Google recently unveiled a new Pro iteration of its latest AI, Gemini, with company insiders indicating superior performance compared to GPT-3.5 (the free version of ChatGPT) during comprehensive testing. Performance assessments reveal that Gemini Ultra surpasses existing state-of-the-art results on 30 out of 32 widely recognized academic benchmarks utilized in the research and development of large language models (LLM). Despite previous perceptions of Google trailing behind OpenAI's ChatGPT, considered widely as the most popular and powerful in the AI domain, Google asserts that Gemini is designed to be multimodal. This implies its capability to process diverse forms of media, including text, images, video, and audio.
Insider reports reveal that Gemini Ultra has achieved a groundbreaking score of 90.0%, marking the first instance of a model surpassing human experts in Massive Multitask Language Understanding (MMLU). MMLU incorporates 57 subjects, including mathematics, physics, history, law, medicine, and ethics, testing both world knowledge and problem-solving skills.

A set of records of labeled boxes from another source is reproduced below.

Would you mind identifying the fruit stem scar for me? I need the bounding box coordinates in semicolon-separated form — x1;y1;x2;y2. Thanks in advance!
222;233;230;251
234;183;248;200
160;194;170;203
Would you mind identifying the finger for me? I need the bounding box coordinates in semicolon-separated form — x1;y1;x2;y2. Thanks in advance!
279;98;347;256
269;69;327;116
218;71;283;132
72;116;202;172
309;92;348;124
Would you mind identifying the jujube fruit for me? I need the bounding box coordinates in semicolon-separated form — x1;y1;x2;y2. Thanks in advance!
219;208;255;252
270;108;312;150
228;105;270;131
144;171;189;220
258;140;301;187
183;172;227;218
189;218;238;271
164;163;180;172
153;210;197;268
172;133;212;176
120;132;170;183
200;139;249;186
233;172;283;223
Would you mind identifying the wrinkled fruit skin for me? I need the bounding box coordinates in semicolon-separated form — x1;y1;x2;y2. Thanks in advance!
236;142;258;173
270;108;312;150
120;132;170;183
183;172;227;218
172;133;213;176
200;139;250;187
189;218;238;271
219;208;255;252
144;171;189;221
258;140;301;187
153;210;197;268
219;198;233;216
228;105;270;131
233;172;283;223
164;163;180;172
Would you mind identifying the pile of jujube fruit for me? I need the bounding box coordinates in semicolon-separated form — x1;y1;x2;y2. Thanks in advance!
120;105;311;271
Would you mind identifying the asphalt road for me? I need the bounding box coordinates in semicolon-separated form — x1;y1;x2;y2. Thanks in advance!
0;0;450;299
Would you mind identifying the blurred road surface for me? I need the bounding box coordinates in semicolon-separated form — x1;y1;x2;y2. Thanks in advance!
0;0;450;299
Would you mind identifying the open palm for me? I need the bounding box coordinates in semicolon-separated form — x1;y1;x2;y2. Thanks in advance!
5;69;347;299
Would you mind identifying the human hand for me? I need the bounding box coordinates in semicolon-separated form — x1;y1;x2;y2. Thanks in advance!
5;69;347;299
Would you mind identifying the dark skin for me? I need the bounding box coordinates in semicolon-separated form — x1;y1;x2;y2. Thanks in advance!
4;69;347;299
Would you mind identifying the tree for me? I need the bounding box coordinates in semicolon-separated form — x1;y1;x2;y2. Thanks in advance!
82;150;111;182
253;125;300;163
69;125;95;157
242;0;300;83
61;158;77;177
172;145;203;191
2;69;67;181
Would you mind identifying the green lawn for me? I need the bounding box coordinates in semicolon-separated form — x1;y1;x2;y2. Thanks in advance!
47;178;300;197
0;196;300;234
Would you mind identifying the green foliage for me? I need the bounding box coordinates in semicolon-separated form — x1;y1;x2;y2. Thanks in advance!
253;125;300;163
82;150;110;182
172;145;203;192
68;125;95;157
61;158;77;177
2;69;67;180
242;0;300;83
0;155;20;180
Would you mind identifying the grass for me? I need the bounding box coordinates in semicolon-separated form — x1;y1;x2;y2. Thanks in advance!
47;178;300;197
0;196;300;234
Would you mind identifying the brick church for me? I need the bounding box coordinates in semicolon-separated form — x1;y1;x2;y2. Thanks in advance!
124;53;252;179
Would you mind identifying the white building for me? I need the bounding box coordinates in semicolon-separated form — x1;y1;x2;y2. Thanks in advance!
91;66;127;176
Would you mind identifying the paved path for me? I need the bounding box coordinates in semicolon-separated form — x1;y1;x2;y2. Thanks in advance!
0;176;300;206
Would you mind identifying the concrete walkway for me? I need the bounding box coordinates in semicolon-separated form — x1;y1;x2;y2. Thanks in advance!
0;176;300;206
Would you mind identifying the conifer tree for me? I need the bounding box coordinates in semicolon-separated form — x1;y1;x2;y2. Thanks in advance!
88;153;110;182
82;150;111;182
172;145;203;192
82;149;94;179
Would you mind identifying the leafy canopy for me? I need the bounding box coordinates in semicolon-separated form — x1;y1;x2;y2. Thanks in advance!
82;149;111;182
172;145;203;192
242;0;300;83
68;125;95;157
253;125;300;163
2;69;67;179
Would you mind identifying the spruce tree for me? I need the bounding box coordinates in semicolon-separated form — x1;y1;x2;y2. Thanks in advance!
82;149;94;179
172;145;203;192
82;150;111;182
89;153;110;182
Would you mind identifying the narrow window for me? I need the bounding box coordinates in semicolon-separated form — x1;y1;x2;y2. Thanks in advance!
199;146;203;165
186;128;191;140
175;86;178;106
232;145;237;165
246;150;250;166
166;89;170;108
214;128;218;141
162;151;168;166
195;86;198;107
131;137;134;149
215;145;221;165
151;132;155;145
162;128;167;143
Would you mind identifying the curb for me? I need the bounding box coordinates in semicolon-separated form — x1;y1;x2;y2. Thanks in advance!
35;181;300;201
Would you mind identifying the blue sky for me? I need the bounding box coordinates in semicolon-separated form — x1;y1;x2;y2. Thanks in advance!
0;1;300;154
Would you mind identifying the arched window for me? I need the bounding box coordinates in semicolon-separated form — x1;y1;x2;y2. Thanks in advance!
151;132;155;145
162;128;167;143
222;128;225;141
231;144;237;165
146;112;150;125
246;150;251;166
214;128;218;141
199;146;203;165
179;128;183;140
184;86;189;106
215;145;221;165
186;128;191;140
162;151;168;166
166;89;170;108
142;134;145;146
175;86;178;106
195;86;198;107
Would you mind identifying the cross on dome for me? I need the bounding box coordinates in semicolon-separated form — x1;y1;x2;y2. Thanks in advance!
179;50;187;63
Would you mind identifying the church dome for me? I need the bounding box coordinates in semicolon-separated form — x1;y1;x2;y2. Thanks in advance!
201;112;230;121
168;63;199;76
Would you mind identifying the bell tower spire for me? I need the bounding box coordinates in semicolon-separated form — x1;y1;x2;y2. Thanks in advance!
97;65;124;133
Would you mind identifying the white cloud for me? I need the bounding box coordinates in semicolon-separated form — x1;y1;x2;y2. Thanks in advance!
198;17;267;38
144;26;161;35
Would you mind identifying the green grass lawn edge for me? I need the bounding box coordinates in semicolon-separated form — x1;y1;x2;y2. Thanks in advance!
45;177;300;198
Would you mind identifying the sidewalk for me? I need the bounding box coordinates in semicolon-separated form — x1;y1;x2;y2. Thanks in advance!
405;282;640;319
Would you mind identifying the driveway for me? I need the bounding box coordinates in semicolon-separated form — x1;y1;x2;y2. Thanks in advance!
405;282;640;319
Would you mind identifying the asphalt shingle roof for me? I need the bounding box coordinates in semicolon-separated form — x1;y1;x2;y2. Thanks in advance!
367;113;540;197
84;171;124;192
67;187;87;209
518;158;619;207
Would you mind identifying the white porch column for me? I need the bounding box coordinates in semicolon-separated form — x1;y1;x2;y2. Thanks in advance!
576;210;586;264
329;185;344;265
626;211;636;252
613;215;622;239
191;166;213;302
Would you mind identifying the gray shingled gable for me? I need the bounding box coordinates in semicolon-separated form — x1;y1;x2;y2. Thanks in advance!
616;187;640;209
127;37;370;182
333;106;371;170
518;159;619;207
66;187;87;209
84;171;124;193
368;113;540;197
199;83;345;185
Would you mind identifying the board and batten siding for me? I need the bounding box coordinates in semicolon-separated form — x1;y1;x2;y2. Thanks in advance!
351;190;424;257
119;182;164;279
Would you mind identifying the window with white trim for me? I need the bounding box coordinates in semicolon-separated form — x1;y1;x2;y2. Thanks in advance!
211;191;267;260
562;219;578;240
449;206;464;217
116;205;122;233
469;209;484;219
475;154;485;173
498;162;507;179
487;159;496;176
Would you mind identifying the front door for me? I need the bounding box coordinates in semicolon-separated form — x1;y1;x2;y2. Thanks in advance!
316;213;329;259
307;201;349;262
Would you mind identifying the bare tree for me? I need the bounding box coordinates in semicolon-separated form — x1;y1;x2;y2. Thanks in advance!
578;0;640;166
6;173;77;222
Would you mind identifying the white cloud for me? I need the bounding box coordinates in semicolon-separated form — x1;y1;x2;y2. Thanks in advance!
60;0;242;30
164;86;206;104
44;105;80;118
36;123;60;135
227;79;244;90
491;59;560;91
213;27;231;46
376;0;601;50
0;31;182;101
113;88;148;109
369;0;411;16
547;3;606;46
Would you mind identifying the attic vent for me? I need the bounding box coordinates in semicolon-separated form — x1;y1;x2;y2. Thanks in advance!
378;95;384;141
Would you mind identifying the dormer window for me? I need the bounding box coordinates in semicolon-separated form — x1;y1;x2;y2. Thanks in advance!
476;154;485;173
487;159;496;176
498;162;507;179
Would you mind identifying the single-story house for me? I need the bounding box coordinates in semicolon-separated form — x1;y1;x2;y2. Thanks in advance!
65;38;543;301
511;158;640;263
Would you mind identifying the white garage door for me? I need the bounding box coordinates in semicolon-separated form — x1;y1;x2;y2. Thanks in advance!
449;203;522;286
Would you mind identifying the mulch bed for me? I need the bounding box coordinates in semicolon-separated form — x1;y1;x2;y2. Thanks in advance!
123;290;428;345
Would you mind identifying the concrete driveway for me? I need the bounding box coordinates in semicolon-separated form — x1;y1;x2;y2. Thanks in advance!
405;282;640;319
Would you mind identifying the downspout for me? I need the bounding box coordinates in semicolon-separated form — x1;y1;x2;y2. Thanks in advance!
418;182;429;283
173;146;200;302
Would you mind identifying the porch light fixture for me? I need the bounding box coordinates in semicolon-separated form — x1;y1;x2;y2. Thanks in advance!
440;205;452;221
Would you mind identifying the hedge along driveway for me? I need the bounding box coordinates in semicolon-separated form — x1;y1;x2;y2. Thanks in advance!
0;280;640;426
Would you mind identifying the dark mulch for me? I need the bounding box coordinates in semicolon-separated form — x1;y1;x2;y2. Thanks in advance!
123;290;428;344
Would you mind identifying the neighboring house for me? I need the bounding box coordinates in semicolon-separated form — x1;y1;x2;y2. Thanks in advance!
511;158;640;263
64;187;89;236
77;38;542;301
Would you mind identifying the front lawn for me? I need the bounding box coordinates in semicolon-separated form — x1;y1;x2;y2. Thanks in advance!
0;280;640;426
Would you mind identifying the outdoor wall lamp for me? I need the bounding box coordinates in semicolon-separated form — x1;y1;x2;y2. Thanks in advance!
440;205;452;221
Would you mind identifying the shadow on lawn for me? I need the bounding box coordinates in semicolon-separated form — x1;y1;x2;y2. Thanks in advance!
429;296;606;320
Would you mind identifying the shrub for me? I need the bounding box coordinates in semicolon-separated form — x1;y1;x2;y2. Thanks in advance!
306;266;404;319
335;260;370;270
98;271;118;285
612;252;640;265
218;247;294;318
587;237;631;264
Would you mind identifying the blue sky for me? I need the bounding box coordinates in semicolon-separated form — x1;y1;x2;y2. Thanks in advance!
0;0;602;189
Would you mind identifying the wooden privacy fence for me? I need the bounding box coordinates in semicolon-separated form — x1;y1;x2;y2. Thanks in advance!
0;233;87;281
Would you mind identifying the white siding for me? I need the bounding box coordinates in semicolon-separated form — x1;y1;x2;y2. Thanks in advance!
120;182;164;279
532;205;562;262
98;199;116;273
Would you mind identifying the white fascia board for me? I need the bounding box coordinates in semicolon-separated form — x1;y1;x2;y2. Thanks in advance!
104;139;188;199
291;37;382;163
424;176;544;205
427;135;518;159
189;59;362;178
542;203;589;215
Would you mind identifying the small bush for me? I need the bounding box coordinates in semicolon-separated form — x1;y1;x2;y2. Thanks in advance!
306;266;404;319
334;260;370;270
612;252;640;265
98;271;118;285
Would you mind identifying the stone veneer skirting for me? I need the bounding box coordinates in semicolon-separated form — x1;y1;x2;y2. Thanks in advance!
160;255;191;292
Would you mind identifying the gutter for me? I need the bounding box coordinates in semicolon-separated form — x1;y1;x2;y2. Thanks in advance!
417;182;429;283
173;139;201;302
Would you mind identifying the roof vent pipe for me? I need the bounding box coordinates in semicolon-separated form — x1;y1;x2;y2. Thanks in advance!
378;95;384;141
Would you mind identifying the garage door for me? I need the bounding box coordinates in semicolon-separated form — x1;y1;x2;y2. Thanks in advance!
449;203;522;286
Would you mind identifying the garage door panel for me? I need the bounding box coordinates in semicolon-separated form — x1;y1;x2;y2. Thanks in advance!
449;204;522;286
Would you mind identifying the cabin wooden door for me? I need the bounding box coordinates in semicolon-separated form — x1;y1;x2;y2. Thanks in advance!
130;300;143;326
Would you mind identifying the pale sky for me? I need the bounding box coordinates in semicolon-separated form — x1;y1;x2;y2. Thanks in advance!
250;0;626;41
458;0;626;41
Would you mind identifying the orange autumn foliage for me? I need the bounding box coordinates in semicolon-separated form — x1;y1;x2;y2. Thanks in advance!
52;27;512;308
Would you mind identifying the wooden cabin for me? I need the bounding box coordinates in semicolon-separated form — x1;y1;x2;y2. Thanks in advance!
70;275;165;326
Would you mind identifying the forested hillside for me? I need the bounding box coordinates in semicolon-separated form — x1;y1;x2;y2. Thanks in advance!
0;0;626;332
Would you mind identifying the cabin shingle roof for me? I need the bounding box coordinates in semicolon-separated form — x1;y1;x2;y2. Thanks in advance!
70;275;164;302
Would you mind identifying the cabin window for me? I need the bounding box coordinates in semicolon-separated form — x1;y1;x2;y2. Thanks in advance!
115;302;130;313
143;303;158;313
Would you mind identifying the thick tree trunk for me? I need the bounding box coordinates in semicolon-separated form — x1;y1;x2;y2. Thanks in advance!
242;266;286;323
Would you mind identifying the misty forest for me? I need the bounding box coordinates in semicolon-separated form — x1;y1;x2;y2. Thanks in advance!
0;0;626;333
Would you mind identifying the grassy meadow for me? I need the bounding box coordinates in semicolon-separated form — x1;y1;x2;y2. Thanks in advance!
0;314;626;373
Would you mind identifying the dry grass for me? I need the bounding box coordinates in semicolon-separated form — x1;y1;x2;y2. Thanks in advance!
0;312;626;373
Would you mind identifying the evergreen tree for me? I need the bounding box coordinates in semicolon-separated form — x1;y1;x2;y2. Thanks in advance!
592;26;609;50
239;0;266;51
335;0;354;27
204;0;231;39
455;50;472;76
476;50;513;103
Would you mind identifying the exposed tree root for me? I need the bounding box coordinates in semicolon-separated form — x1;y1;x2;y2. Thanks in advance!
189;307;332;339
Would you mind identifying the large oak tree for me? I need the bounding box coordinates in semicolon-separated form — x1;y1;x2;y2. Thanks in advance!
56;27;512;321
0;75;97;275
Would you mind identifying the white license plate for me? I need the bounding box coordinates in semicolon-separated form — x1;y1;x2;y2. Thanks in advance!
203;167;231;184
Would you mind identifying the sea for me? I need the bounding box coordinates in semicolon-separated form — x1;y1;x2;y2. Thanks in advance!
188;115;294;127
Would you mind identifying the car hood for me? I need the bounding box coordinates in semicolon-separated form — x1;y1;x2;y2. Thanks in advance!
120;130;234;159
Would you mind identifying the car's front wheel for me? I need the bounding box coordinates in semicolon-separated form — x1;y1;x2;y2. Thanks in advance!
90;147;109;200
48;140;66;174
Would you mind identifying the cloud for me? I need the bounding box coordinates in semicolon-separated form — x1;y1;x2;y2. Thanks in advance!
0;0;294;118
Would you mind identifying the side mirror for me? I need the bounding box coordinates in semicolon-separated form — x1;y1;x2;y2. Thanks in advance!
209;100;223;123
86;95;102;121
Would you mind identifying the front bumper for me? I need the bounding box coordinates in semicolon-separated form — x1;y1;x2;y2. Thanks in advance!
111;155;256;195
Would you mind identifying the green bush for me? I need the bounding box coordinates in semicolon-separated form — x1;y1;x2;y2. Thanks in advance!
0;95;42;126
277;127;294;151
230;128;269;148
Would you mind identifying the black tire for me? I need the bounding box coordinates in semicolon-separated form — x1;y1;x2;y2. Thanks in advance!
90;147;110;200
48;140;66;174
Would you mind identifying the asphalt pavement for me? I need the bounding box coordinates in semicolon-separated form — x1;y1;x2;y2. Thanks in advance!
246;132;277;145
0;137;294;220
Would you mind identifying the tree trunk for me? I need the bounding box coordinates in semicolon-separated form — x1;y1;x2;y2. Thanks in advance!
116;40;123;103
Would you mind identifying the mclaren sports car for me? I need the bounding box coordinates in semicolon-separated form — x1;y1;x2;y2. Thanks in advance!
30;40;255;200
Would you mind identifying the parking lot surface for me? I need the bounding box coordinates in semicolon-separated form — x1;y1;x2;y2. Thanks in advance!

The Google-based AI, part of the Gemini platform, is available in three sizes: Ultra (the flagship model), Pro, and Nano (optimized for mobile devices). According to TechCrunch, Google plans to make Gemini Pro accessible to enterprise customers through its Vertex AI program and to developers in AI Studio starting December 13. Additionally, reports suggest that the Pro version can be accessed through Bard, the company's chatbot interface.
Eli Collins, VP of product at DeepMind (Google's division responsible for expanding the AI platform), informs TechCrunch that Gemini Ultra demonstrates the ability to comprehend "nuanced" information across text, images, audio, and code.
Collins also notes that while a portion of the app's development data is sourced from public web data, the company does not directly address the specifics of the training data sources.
Recommended by LinkedIn
When assessing a large language model, people often focus on its parameter count as a key metric
Essentially, parameters are numeric variables representing the acquired knowledge of a model, enabling it to predict and generate text based on input. Generally, a higher parameter count implies greater potential for diverse and accurate outputs, but it also demands more computational resources and memory for training and usage. GPT-4 boasts one trillion parameters, six times larger than GPT-3.5 with its 175 billion parameters, making it one of the largest language models ever created.
Concerning Gemini, Google introduces four sizes: Gekko, Otter, Bison, and Unicorn. While exact parameter counts are undisclosed, hints suggest Unicorn is the largest, likely comparable to GPT-4, if not slightly smaller. Notably, Gemini stands out for its interactivity and creativity compared to other Large Language Models (LLMs). It can produce outputs in various modalities based on user preferences and generate novel, diverse content unrestricted by existing data or templates. For instance, Gemini can generate original images or videos from text descriptions, sketches, or create stories and poems based on images or audio clips. Now, let's delve into how Gemini, while not necessarily outsmarting, excels in performing more varied and extended tasks compared to GPT-4. Here are a few examples, starting with multi-modal question answering.
Involving various data types like text and images, Gemini tackles multi-modal questions, such as identifying the author from a book cover image or naming an animal from a picture. It excels in multi-modal summarization, condensing diverse data like text and audio into short summaries. Gemini also handles multi-modal translation, generating subtitles for videos or dubbing in other languages using textual and visual translation skills. The system extends its capabilities to multi-modal generation, producing content like images from text descriptions or text from images.
Gemini's standout feature is multi-modal reasoning, allowing it to answer complex questions about, for instance, a movie's main theme by synthesizing information from various modalities. This ability enables it to discern patterns, understand character interactions, and uncover hidden messages in films, providing a comprehensive understanding.
The technology's potential goes beyond what can be covered in this blog, showcasing its incredible power and versatility. Looking ahead, Google's multi-modal approach with Gemini is poised to challenge GPT-4 and possibly GPT-5, foreseeing more applications for personalized assistants and creative tools. This suggests a future where Gemini's capabilities enhance user experiences and offer innovative solutions across diverse modalities.